In our case, we just made this run on a repeating timer in the short-lived level that call our gamecenter login handlers. If you game has more complicated game center integration, you may need a more complicated solution for regularly calling ForegroundGKWindow

The downside to this solution is it’s pretty dependent on Game Center implementation details, so if Apple massively changes how GC works in an update, this could break.
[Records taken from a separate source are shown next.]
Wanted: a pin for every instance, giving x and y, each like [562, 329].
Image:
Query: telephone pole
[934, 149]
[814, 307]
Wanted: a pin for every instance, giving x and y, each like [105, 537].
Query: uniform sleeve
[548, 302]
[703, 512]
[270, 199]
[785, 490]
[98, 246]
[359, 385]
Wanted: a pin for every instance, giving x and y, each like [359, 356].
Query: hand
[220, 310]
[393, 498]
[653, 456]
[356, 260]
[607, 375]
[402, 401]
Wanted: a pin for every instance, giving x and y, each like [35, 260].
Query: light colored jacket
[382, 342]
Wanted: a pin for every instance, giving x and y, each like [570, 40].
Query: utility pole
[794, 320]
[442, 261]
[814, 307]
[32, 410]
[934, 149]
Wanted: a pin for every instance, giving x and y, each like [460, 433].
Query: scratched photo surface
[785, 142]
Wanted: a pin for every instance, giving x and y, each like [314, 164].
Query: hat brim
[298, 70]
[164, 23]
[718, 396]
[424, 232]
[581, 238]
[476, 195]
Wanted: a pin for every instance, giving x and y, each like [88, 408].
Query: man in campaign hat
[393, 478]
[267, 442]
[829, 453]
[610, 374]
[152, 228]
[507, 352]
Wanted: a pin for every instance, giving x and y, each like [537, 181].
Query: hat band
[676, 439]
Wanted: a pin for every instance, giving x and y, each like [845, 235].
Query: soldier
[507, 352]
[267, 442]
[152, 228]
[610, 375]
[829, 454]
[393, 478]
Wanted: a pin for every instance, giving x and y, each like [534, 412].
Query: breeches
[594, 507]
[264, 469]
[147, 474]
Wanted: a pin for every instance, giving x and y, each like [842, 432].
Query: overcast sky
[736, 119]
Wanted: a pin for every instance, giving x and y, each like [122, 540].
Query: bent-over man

If anyone has a cleaner solution, please let us know!

I’ve discovered why (thanks to the great work of another engineer):

The offending code lies in SlateApplication.cpp, in the function RoutePointerUpEvent:

#if PLATFORM_MAC
	// Make sure the application and its front window are activated if user wasn't drag & dropping between windows
	if (PointerEvent.GetEffectingButton() == EKeys::LeftMouseButton && !bIsDragDropping)
	{
		TSharedPtr<SWindow> ActiveWindow = GetActiveTopLevelWindow();
		if (ActiveWindow.IsValid() && !ActiveWindow->GetNativeWindow()->IsForegroundWindow() && !ActiveWindow->GetNativeWindow()->IsMinimized())
		{
			FPlatformApplicationMisc::ActivateApplication();

			if (!ActiveWindow->IsVirtualWindow())
			{
				ActiveWindow->BringToFront(true);
			}
		}
		else if ([NSApp keyWindow] == nullptr)
		{
			FPlatformApplicationMisc::ActivateApplication();
		}
	}
#endif

Essentially it seems like what this code is doing is checking if the Unreal window is the current foreground window or not. If it isn’t, then it’ll automatically re-focus it by bringing it to the front, which is why clicking on the Game Center dialog focuses it on the window, then Unreal again.

My explanation could be wrong though since I don’t have a super deep understanding of Slate code, but commenting out this block seems to make it work.